Uma das primeiras coisas a que nos aventuramos no jornalismo - pelo menos, na PUCRS - é a arte da edição de textos. Existem alguns motivos para isso. Um deles é que o jornalista precisa ter senso crítico; entender que seu texto - aliás, texto algum - não é perfeito e definitivo em sua primeira escrita, e não ter dó na hora de cortar, mexer, reescrever. Parece fá-cil, mas é di-fí-cil. Editar envolve um grande exercício de distanciamento do texto - distanciamento este que, muitas vezes, requer um tempo que não temos -, assim como autoconhecimento, repertório cultural, entendimento da composição textual e uma certa liberdade criativa - o que se pode ter ou não, dependendo da publicação na qual você estiver editando. Ter esse distanciamento nem sempre é simples, porque editar é algo pessoal.
Abro esta edição da newsletter dizendo isto porque eu sou a editora do Querido Clássico. Antes disso, editei uma coisa aqui, outra acolá, mas o QC é o Meu Projeto Pessoal, que nasceu muito antes de existir para os outros - em sonhos, em ideias, na vontade que eu tinha de conversar sobre clássicos e história, algo que sempre me fascinou. Então, meu envolvimento com tudo o que é publicado no QC acaba sendo muito pessoal também. Cada texto passa por mim. Não existe um só texto no site ou post nas redes que não tenha sido editado por mim e mexido de muitas formas até sua publicação - alguns teóricos do texto dizem que editar é uma espécie de coautoria, e embora eu não chegue tão longe nesse pensamento, acredito que isso faz algum sentido, porque quem edita cuida do texto, lê, relê, pensa nele, reescreve uma coisa ou outra, conversa com a pessoa que o escreveu, dá sugestões, enfim, se mete no texto, o que só torna tudo ainda mais pessoal. Dado o fato de que o QC existe há 2 anos e pouco, e eu tenho editado tudo nele, desde os textos até as artes, diariamente, e editei e publiquei quase 600 textos nesse período, se você pensar que isso é exaustivo, você estará corretíssimo. Editar é um trabalho invisível - e, por isso, a exaustão que ele causa, especialmente quando não estamos bem, é algo que pode passar desapercebido. Mas como tudo o que nos é pessoal, embora exaustivo, é algo que eu amo. Por isso, os primeiros meses deste ano têm sido tão difíceis para mim.

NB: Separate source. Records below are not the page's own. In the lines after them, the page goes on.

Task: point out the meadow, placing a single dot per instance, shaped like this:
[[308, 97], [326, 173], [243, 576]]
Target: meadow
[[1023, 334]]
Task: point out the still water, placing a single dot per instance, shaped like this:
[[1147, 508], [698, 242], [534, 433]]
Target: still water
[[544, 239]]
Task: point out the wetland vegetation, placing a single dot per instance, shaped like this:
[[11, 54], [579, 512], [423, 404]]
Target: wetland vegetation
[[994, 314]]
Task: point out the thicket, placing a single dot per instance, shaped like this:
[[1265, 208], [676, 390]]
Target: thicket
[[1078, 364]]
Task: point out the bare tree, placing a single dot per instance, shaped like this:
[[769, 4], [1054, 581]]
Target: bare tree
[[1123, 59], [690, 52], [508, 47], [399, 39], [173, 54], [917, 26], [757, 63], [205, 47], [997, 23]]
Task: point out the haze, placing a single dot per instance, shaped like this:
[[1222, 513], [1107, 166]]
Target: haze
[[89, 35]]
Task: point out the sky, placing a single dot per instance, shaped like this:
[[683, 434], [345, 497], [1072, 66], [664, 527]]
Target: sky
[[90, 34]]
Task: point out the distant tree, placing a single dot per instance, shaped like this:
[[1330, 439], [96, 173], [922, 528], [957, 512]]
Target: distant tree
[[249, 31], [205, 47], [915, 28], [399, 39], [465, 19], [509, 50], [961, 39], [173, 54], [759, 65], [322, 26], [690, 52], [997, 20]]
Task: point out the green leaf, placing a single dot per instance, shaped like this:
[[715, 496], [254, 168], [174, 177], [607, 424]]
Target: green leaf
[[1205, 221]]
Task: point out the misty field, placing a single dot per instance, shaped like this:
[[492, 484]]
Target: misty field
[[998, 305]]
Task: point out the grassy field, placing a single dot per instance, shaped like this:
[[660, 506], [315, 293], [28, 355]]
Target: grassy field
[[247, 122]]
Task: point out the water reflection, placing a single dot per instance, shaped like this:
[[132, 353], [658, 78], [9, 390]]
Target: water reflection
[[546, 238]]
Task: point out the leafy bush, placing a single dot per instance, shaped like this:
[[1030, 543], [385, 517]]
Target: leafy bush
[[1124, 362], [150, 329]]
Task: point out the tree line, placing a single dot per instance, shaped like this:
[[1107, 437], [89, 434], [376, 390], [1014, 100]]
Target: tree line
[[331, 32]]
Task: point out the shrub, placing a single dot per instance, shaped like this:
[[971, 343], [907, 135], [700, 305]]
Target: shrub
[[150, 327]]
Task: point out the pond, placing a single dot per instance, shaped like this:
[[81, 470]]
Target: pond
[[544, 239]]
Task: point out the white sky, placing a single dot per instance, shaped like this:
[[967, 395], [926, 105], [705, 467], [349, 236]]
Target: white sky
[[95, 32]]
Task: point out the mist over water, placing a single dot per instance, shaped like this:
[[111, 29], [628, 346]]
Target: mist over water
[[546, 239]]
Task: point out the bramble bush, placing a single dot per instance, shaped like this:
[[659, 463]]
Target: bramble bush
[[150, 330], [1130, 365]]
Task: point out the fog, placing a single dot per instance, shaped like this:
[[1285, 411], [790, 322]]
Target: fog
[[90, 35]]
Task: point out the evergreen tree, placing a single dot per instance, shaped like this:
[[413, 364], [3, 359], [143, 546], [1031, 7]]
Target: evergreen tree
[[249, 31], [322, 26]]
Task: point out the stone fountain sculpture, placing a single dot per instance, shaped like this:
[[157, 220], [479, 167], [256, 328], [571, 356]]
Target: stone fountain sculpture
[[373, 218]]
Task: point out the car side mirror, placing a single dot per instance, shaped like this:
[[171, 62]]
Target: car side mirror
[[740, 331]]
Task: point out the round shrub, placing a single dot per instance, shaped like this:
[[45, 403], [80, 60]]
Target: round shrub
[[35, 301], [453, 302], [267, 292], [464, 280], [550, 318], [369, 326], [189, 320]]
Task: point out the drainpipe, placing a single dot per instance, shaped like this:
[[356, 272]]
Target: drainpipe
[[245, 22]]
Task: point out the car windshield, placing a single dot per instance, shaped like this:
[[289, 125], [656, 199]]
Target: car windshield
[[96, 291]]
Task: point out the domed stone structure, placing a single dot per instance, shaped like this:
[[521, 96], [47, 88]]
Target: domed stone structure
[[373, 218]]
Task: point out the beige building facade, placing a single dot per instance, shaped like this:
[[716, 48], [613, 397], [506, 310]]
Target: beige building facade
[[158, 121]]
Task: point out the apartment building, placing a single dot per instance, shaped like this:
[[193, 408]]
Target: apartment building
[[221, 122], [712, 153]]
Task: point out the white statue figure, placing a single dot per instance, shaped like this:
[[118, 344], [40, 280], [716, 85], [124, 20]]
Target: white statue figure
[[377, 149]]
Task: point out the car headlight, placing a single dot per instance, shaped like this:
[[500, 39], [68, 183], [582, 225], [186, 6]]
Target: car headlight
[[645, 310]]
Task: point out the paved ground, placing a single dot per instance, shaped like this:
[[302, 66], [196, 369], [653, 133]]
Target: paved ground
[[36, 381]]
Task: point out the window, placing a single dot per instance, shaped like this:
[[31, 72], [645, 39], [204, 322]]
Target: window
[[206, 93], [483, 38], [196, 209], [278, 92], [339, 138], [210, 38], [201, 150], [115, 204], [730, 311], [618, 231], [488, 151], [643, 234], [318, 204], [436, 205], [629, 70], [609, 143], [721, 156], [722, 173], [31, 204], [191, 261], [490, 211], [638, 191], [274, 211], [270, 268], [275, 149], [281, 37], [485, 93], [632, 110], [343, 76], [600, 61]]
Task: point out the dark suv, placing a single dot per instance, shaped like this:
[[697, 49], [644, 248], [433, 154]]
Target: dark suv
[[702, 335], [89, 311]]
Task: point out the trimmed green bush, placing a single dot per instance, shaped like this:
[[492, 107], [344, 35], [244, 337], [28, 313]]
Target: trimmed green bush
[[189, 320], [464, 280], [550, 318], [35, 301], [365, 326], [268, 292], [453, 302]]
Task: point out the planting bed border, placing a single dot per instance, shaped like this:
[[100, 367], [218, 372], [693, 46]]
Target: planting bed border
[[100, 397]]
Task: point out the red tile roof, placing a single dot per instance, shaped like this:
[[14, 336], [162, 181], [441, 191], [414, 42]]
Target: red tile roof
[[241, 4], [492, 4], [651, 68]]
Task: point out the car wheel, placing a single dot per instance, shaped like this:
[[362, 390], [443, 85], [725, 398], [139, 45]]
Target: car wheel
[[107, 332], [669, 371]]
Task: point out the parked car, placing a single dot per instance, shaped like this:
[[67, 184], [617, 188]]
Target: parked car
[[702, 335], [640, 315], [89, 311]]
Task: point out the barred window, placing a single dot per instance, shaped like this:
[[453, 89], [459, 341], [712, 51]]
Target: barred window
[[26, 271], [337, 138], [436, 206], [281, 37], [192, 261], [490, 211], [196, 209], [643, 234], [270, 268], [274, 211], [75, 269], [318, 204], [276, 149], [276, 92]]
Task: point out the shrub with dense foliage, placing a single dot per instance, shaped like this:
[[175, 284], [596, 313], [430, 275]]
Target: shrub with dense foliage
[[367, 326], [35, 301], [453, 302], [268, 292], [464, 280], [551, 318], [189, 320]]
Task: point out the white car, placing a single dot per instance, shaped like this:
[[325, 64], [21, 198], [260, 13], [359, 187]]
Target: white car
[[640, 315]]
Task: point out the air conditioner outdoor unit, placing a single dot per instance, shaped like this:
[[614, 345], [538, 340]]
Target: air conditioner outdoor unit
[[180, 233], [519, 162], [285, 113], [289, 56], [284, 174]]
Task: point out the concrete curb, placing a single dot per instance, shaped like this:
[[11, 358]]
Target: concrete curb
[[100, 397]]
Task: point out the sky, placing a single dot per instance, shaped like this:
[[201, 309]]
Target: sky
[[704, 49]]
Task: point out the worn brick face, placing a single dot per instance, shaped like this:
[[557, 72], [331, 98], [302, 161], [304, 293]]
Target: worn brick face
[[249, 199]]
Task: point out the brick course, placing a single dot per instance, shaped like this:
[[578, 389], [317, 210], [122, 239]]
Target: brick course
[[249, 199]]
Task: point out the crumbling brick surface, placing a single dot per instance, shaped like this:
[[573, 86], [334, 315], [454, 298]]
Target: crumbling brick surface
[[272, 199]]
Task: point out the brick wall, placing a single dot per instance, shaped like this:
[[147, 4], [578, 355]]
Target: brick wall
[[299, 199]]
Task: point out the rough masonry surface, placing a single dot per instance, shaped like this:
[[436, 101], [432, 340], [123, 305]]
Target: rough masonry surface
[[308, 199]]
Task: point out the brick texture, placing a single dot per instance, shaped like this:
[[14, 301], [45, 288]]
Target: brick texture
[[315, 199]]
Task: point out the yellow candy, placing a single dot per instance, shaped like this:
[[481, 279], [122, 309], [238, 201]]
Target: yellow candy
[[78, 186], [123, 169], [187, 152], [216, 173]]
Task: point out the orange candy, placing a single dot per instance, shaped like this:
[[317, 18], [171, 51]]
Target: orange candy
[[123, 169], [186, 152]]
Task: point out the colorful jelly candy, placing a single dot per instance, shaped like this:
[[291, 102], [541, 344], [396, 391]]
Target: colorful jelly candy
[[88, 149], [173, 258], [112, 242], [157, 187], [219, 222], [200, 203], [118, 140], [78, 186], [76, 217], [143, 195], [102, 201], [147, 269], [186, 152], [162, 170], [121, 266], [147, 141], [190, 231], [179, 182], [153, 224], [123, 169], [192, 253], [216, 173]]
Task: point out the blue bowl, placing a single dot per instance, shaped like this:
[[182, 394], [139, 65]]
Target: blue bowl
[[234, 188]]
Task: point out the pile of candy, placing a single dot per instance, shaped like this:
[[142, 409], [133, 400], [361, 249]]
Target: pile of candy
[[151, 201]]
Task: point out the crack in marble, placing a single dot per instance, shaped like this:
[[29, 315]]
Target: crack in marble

Faz muito tempo que eu não escrevo na newsletter - e, durante algumas semanas, nem ao menos editei ou publiquei textos no site do Querido Clássico. Isso porque fiquei doente. Quando dizemos para as pessoas que estamos doentes, elas imediatamente pensam que trata-se de algo como uma gripe ou coisa do tipo, cuja melhora costuma ser rápida. Mas não foi esse o caso. Toda a carga emocional do luto que aconteceu no final do ano passado, mais os (vários) estresses no início deste ano me agravaram as condições de saúde, que já não estavam das melhores, pois endometriose/ síndrome do ovário policístico (ser mulher, sempre uma aventura), e o fato é que fiquei meses doente por causa dessas coisas, tendo de fazer tratamentos e ficar off da internet por um tempo para poder me cuidar. Não foi algo fácil. Além de estar fisicamente doente, também estava exausta, emocionalmente esgotada e ansiosa a respeito de todas as coisas que eu tinha de fazer, mas não podia, não naquele momento.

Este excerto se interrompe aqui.